Circumcision Rates Decline in the U.S.

Fewer Americans are having their baby boys circumcised at birth, according to new data published in Mayo Clinic Proceedings. However, the paper also finds that half of all uncircumcised males will, over the course of their lifetime, develop some kind of medical issue related to their foreskin.

The circumcision rate in newborn boys has fallen from 83 percent in 1960 to 77 percent in 2010. Researchers speculate that varying health insurance access has led to some families opting to skip the procedure in order to save money. (Circumcision rates are 24 percent lower in states lacking Medicaid coverage for the poor.)

The study also says the benefits of new born circumcision exceed its risks by 100 to 1, which backs up a 2012 statement by the American Academy of Pediatrics.


"Infant circumcision should be regarded as equivalent to childhood vaccination," said Brian Morris, coauthor of the new report and professor emeritus in the School of Medical Sciences at the University of Sydney, in a press release. "As such, it would be unethical not to routinely offer parents circumcision for their baby boy. Delay puts the child's health at risk and will usually mean it will never happen."

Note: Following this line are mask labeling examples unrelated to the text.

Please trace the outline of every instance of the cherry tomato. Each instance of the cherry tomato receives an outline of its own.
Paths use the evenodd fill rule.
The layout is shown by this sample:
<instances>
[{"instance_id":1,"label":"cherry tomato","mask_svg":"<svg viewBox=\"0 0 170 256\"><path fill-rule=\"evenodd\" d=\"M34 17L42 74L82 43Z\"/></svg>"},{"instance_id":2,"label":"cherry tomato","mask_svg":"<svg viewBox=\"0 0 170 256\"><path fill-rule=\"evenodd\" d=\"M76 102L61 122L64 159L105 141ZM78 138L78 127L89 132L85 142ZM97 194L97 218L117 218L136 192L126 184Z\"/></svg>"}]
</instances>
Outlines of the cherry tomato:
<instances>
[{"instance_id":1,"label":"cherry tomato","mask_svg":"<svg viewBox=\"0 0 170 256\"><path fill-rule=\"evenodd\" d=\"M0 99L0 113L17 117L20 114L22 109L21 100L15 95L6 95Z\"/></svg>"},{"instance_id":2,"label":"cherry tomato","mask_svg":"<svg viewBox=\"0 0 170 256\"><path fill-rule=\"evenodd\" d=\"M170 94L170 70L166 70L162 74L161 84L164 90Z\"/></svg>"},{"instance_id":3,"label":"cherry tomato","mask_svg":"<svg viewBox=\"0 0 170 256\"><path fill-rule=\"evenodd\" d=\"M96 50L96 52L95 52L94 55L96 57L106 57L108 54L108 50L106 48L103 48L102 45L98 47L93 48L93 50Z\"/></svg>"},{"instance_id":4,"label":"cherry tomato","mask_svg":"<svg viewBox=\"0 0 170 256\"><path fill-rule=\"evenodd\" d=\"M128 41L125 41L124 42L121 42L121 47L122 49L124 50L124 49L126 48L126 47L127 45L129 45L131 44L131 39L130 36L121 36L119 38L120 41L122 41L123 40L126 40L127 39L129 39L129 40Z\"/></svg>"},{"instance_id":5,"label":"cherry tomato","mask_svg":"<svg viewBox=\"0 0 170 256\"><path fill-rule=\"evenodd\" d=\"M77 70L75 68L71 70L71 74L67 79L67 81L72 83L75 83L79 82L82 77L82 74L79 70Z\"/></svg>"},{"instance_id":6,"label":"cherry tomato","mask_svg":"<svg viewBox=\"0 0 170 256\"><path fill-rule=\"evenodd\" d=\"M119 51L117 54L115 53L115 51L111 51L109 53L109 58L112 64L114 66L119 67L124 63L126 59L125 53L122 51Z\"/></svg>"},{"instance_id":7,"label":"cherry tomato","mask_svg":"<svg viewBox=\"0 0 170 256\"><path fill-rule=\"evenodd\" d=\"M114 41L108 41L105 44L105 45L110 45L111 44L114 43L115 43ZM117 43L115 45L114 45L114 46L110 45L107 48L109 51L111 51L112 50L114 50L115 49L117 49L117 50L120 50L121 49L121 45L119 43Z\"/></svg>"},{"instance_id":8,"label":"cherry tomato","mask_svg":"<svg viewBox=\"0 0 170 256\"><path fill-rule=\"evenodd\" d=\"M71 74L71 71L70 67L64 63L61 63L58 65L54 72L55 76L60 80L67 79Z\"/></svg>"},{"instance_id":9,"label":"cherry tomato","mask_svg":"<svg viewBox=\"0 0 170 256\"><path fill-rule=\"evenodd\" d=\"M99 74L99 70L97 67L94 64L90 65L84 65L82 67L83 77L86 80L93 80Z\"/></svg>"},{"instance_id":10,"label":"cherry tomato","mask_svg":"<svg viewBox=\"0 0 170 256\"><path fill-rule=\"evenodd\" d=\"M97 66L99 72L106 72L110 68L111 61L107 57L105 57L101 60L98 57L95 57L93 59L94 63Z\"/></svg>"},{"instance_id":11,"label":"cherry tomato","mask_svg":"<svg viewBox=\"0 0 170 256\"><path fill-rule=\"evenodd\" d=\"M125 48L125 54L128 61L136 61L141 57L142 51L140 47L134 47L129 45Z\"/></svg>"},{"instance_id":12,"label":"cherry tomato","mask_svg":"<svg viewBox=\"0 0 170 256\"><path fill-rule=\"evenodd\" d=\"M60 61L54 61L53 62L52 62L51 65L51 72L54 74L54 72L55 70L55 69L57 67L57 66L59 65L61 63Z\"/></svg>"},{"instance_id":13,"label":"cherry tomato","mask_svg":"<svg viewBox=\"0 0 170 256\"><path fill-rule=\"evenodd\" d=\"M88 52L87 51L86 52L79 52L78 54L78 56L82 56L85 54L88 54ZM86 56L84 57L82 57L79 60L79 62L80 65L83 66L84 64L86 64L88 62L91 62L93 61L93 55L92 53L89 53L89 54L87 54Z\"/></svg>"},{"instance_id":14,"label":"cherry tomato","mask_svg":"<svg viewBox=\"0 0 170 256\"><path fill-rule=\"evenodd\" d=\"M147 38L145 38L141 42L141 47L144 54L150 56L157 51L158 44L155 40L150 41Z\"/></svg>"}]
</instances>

The Mayo Clinic report, as well as other clinical research, has found that circumcision protects infants from a number of complications, including urinary tract infections.

Additionally, circumcision has been found to lowers one's risk for contracting HIV and HPV, the human papilloma virus, which can cause genital warts and has been linked to some cancers.

Another study published in the Journal of the American Medical Association reviewed more than 500 studies, finding that circumcision reduces risk for HIV transmission in heterosexual men by 60 percent, genital herpes by 30 percent, and cancer-causing strains of HPV by 35 percent.